Je jette un regard courroucé à Chell qui évite soigneusement de me regarder. Elle lui a dit comment voir que je mentais.

— Non, je ne mens pas.

— Tes sourcils... aïe !

Il s'interrompe quand Chell lui donne un coup de coude dans les côtes en lui lançant un regard oblique. Maudits sourcils ! Il faut vraiment que je trouve une solution pour remédier à ce petit problème de tremblement qui me trahit dès qu'un mensonge franchit mes lèvres.

— Super ! Maintenant, elle va tout faire pour y remédier.

— Désolé, dit Ange avec un pauvre sourire.

Chell fait mine de se lever pour m'empêcher de partir mais propose simplement :

— On se rejoint aux loges ?

Je grimace. Bien-sûr qu'elle me verra aux loges privées. Il ne manquerait plus que la Princesse Fantôme nouvellement renommée Princesse de Glace, refuse d'inaugurer le nouveau stade des Jeux. Je suppose que j'aurais un ruban à découper avec d'immense paires de ciseaux. C'est en réalité la seule chose qui m'intéresse dans cette affaire.
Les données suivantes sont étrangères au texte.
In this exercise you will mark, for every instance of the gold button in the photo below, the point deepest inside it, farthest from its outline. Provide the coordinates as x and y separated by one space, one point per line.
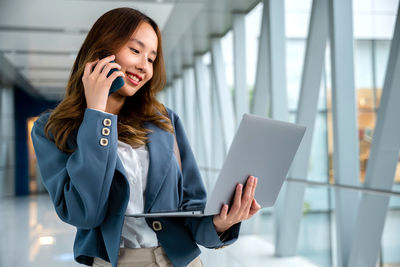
105 131
103 141
107 122
157 226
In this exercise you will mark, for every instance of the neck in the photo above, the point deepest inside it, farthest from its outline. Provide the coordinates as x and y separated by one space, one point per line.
114 103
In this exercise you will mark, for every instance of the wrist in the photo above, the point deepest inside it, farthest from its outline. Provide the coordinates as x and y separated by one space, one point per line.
220 228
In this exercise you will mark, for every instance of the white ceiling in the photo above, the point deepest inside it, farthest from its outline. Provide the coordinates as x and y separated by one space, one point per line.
40 38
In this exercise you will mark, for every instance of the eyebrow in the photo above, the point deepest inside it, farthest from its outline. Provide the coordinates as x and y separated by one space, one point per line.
142 45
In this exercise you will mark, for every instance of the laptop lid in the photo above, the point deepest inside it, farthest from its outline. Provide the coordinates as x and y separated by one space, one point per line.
262 147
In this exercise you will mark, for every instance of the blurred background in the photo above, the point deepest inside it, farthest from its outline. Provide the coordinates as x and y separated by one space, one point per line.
332 65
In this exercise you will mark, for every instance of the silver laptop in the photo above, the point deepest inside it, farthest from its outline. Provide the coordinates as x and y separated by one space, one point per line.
263 148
— Je n'ai pas le choix de toute façon.

Chell esquisse un large sourire et ouvre la bouche. Je sais déjà ce qu'elle va me proposer alors je me dépêche pour l'en empêcher.  Bon ce court échange aura au moins eu l'avantage de calmer mes nerfs.

— A tout à l'heure !

Avant qu'elle n'ait le temps de me crier de revenir, je sors de la bibliothèque dans un courant d'air et fais voler les quelques feuilles posées sur le comptoir de M. Milius qui se met à beugler quand je referme la porte derrière moi. Je m'aventure dans les couloirs de l'Institut en ignorant les regards méfiants qu'on me lance. C'est nouveau. Avant la tragédie qui a coûté des centaines de vies atlazasiennes dont celle d'Ike, soit on m'ignorait ou on me regardait avec curiosité. Mon changement soudain d'apparence en est probablement pour quelque chose mais ce sont surtout, les articles du journal Iustitia m'accusant d'avoir joué un rôle dans le tsunami qui a ravagé Atlazas avec à l'appui des témoignages de quelques pêcheurs dont mon ami, Aki, qui a convaincu plus d'un de ma culpabilité. Le groupe extrémiste et terroriste des Pilahs n'ont cessé depuis, d'enchaîner les manifestations en provoquant bien souvent des émeutes. Aujourd'hui encore, une nouvelle manifestation est annoncée sur la place d'Atlanz en centre-ville, sur des affiches placardées un peu partout dans l'Institut.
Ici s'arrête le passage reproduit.